This provides a convenient way to find ($$\theta_F, \phi_F, \psi_F$$) when the rotation matrix R is given:

$\begin{split}\begin{array}{l} {\phi _F} = -\arcsin ({R_{31}})\\ {\theta _F} = \arcsin (\frac{{{R_{21}}}}{{\cos {\phi _F}}})\\ {\psi _F} = \arcsin (\frac{{{R_{32}}}}{{\cos {\phi _F}}}) \end{array}\end{split}$

Note: With the Python module sympy, the Fick matrix in Eqn. (8) can be found with

import sympy

# Symbolic version of rotation matrices
def R1_s():
''' Symbolic rotation matrix about the 1-axis, by an angle psi '''
psi = sympy.Symbol('psi')
return sympy.Matrix([[1,0,0],
[0, sympy.cos(psi), -sympy.sin(psi)],
[0, sympy.sin(psi), sympy.cos(psi)]])

def R2_s():
''' Symbolic rotation matrix about the 2-axis, by an angle phi '''
phi = sympy.Symbol('phi')
return sympy.Matrix([[sympy.cos(phi),0, sympy.sin(phi)],
[0,1,0],
[-sympy.sin(phi), 0, sympy.cos(phi)]])

def R3_s():
''' Symbolic rotation matrix about the 3-axis, by an angle theta '''
theta = sympy.Symbol('theta')
return sympy.Matrix([[sympy.cos(theta), -sympy.sin(theta), 0],
[sympy.sin(theta), sympy.cos(theta), 0],
[0, 0, 1]])

R_Fick = R3_s()*R2_s()*R1_s()


Terminology The names for different gimbal systems may differ significantly, depending on the area of application.

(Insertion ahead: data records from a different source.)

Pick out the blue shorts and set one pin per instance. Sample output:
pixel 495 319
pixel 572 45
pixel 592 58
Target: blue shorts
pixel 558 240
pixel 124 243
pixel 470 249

For example, in aeronautic engineering, the Fick angles are called Euler angles and the rotations about the z-, y-, and x-axes are called heading angle, elevation angle, and banking angle, respectively ([Kuipers, Quaternions and Rotation Sequences, 1999]).

In other contexts, angles of any type of gimbal system are referred to as Euler angles, and angles from rotation sequences that involve all three axes are called Tait-Bryan angles.

### Helmholtz Angles¶

The sequence of rotations is arbitrary, and can be replaced by a different sequence. thought it would be better to start with a rotation about a horizontal axis, and characterized eye positions by a vertical rotation, followed by a horizontal and then by a torsional rotation as shown in the Fig. 51:

(9)$\vec{e_i} = \mathbf{R_2}(\phi_H) \cdot \mathbf{R_3}(\theta_H) \cdot \mathbf{R_1}(\psi_H)$

The subscript “H” indicates that the angles refer to the Helmholtz-sequence of rotations. One should keep in mind that the orientation of the object is characterized by the values of the rotation matrix $$\mathbf{R}$$, and $$\mathbf{R}_{Fick}$$ and $$\mathbf{R}_{Helmholtz}$$ only give different parameterizations for the same rotation matrix. Using Eqns. (3) - (5) and matrix multiplication we get

(10)$\begin{split}\mathbf{R}_{Helm} = \left[ {\begin{array}{{20}{c}} {\cos {\theta _H}\cos {\phi _H}}&{ - \sin {\theta _H}\cos {\phi _H}\cos {\psi _H} + \sin {\phi _H}\sin {\psi _H}}&{\sin {\theta _H}\cos {\phi _H}\sin {\psi _H} + \sin {\phi _H}\cos {\psi _H}}\\ {\sin {\theta _H}}&{\cos {\theta _H}\cos {\psi _H}}&{ - \cos {\theta _H}\sin {\psi _H}}\\ { - \cos {\theta _H}\sin {\phi _H}}&{\sin {\theta _H}\sin {\phi _H}\cos {\psi _H} + \cos {\phi _H}\sin {\psi _H}}&{ - \sin {\theta _H}\sin {\phi _H}\sin {\psi _H} + \cos {\phi _H}\cos {\psi _H}} \end{array}} \right]\end{split}$

When $$\mathbf{R}$$ is given, the Helmholtz angles ($$\theta_H, \phi_H, \psi_H$$) can be obtained through

$\begin{split}\begin{array}{l} {\theta _H} = \arcsin ({R_{21}})\\ {\phi _H} = -\arcsin (\frac{{{R_{31}}}}{{\cos {\theta _H}}})\\ {\psi _H} = -\arcsin (\frac{{{R_{23}}}}{{\cos {\theta _H}}}) \end{array}\end{split}$

### Euler Angles¶

Another way to describe the 3d-orientation of an object is the use of Euler Angles. This convention is often found in technical literature. Thereby the orientation is described by (see Fig. below)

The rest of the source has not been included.